В то время у людей разговоры о том, уходить или оставаться, были совершенно обычной темой. Все думали о самоспасении. У людей были и сомнения — ведь немцы перли вовсю.

В. ЛЕМЕШЕВ. Летом 42-го город горел страшно. От горящего рыбного магазина шел такой жар, что здания напротив стали дымиться, загорелся «Энергосбыт». Стекло плавилось, лилось — кошмар. И в это время летят ночные бомбардировщики — никакого ориентира не надо, все освещено, как на ладони. От бомбежек прежде всего страдало мирное население.

А. КАРАПЕТЯН. К нам во двор пришел военный — Авдей, не знаю уж, какой у него был чин. Он родственник нашего соседа. И остановился вместе со штабом истребительного батальона у нас на квартире. Комиссара звали Николай Иванович Гуляев, сам Авдей ведал у них продовольствием. Был еще с ними какой-то замполит и начальник госпиталя. Госпиталь расположился до самой Первомайской — на телегах и на машинах. Там и раненые, и белье, и инструменты. Рядом во дворе стояла штабная «эмка». Киряли они день и ночь, стреляли-палили в воздух, женщин приводили. Я был у них на побегушках: «Артем, принеси то, принеси другое. Передай тому, приведи этого». Часть-то разбросалась по всей улице. А мама с сестрами пряталась в подвале со своими вещами. Подвалы были набиты битком. У каждого своя свечка, свой узел.

И вот чувствуется, что немцы совсем близко, паника усиливается. Они не только уже бросали бомбы, но из самолетов расстреливали, людей из пулеметов. Во дворе у нас еще расположились две санитарки из того госпиталя. Они то гимнастерки оденут, то гражданские кофточки, в зависимости от слухов, где немцы. Во дворе кучковались солдаты, сержанты, сидят что-то кушают… Подойдешь: «Дядя, дай ружье, самолет летит». Он: «На, постреляй».

Н. КОРОЛЕВА. Наши идут по улице, а я положила руки на забор и плачу. Подходит ко мне офицер: «Не плачь, сестрица. Помоги мне лучше коня где-нибудь пристроить». А конь красивый, белый. Куда же его можно спрятать? И вспомнила: недалеко жил драгель, и показала, куда отвести лошадь.

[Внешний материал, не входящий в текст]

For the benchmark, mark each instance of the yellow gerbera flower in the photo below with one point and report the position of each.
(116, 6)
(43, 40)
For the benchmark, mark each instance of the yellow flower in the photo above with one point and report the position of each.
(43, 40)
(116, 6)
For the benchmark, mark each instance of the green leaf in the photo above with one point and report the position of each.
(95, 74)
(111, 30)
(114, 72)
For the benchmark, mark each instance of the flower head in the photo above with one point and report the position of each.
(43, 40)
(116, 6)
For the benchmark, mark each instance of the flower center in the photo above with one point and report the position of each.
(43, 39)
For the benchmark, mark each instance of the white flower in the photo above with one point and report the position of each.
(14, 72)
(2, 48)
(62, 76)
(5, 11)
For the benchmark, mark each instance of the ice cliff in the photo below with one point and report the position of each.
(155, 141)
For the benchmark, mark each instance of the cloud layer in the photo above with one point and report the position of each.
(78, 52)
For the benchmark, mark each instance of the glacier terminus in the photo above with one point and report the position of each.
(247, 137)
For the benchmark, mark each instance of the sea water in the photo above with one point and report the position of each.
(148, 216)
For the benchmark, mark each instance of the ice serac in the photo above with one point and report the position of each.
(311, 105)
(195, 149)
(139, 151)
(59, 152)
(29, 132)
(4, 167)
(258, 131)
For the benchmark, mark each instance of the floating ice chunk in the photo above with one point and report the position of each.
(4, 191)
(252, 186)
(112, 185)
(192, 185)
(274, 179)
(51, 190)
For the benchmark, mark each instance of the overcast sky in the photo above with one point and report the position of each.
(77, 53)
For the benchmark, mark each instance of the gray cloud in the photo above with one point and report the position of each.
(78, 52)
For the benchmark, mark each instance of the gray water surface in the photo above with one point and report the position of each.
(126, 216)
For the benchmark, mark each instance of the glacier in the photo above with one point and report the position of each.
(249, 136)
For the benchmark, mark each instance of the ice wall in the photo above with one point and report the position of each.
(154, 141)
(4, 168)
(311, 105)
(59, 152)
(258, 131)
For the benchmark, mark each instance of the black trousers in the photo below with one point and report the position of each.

А. КАРАПЕТЯН. В последние дни перед вступлением фашистов в городе была страшная паника. Некоторые снимали колеса с машин и переправлялись через реку на камерах. Дед Ваня говорит нам: «Ребята, вот немцы прибудут и будем голодать». Подходит к солдату: «Эй, пристрели вот эту корову, а то мычит, спать мешает». Тот шарах ей в лоб. Она упала. «Мальчишки, тащите топоры!» Мы, конечно, не знали, как мясо правильно рубить, покрошили, как попало, вместе с кожурой. А бабки причитают: «Безбожники, что же вы делаете!» Во дворе стояли бочки с водой для тушения «зажигалок». А там уже головастики. Дед нас учит дальше:

«Переворачивайте бочки! Тащите в сарай». Мы стали пересыпать мясо солью. Паника паникой, а мы заготовками солонины занимались. И как нам она потом пригодилась!

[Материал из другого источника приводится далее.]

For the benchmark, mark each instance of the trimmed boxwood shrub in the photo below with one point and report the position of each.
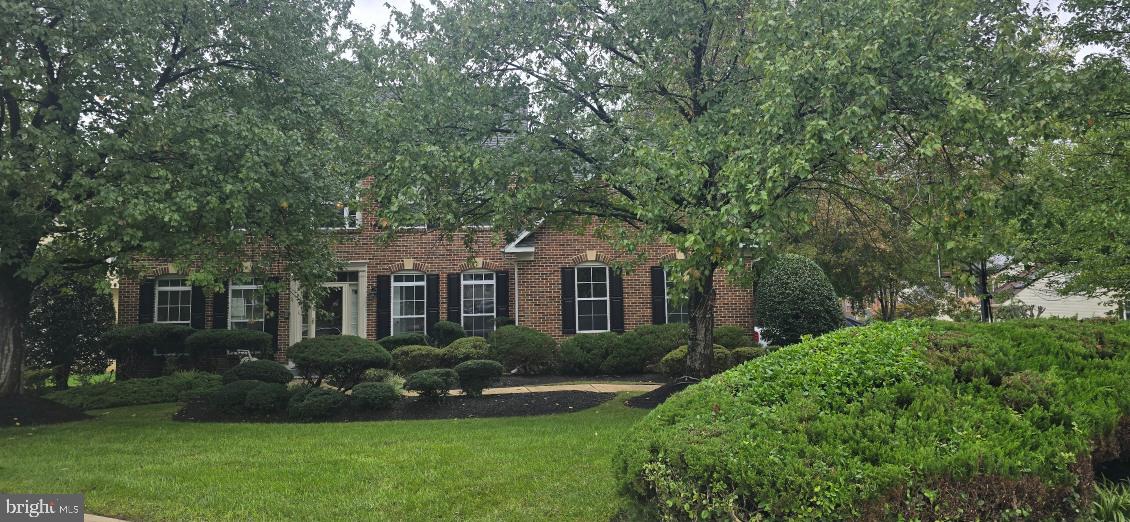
(523, 349)
(432, 383)
(392, 342)
(468, 348)
(444, 332)
(732, 337)
(180, 385)
(881, 423)
(374, 396)
(478, 375)
(314, 403)
(216, 341)
(262, 370)
(675, 364)
(794, 297)
(341, 359)
(584, 353)
(409, 359)
(267, 398)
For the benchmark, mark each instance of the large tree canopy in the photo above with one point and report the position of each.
(182, 129)
(701, 124)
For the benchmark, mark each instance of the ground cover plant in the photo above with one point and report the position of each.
(895, 420)
(500, 469)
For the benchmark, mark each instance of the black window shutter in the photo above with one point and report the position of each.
(454, 297)
(198, 309)
(432, 303)
(658, 296)
(271, 319)
(383, 302)
(568, 301)
(616, 302)
(147, 298)
(219, 307)
(502, 294)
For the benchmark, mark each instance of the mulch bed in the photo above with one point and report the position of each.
(658, 396)
(538, 380)
(413, 408)
(27, 410)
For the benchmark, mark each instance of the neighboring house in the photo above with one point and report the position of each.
(555, 281)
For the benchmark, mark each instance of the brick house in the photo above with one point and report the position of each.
(558, 283)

В истребительном батальоне был парень Яков, у него был мотоцикл, он был вроде связного при штабе. А штаб не знал, где немцы находятся. Яков должен был ездить на окраину города и узнавать, что же происходит. Авдей говорил: «Мы не можем уйти, мы должны прикрывать отступающих. Они — как смертники в ловушке. Яшка в очередной раз уехал в разведку, помчался на Сельмаш. А штаб сидит дома. В это время прошли по улице первые немецкие танки. Они шли с закрытыми люками. Почесали куда-то по улице, что вокруг происходит, их не интересует. Они отвечали только на выстрелы. А армия валяется по всей Нахичевани. Комсостав моментально стал переодеваться. Первыми переоделись начальник госпиталя и Авдей, у них одежда была уже заготовлена. А Николай Иванович был такой здоровый, мордатый, в общем, громадный человек — одежды для него не нашлось. Зовет меня: «Артем, тащи мне вещи». Еле рубаху напялили брюки короткие, обуви не нашлось сапоги армейские были тогда зеленые, брезентовые. Он кричит: «Бели мне сапоги!» Встал я на корточки, мажу сапоги зубным порошком. Получилось чучело.

Прибежала мать. А она у меня была кандидатом в члены партии. Активистка, в красной косынке бегала, больше занималась общественными делами, поэтому нас отец в детстве смотрел. Они к ней: «Спасите нас!». Начальник госпиталя говорит: «Я вас прошу, скажите, что я ваш муж. Спасите, у меня трое детей». У него почему-то еврейский акцент прорезался. Так человек был напуган.

Сначала мы их потащили в подвал, где сидели все жители. Как увидел народ, что мы пришли с такими амбалами, — в крик. Всем же ясно, что это переодетые военные. Все на нас напором: «Хотите, чтобы нас всех перестреляли?» Ведь по опыту первой оккупации знали: за укрывательство красноармейцев — расстрел. Не только их не пустили, а еще и нас выгнали и шмотки наши выбросили. А кто-то даже крикнул: «Предатели, не воюют, а по подвалам прячутся! Тащите пулемет, сейчас их перестреляем».

Берем мы этих четверых и тащим на 16-ю линию к нашим родственникам, Те, как увидели: ой! в обморок упали. Хоть отливай. «Куда вы их привели, у нас же семья. Уходите! Мы погибнем». А куда деваться? Повели мы их на квартиру на 6-й линии, где никто не жил, там и пристроили.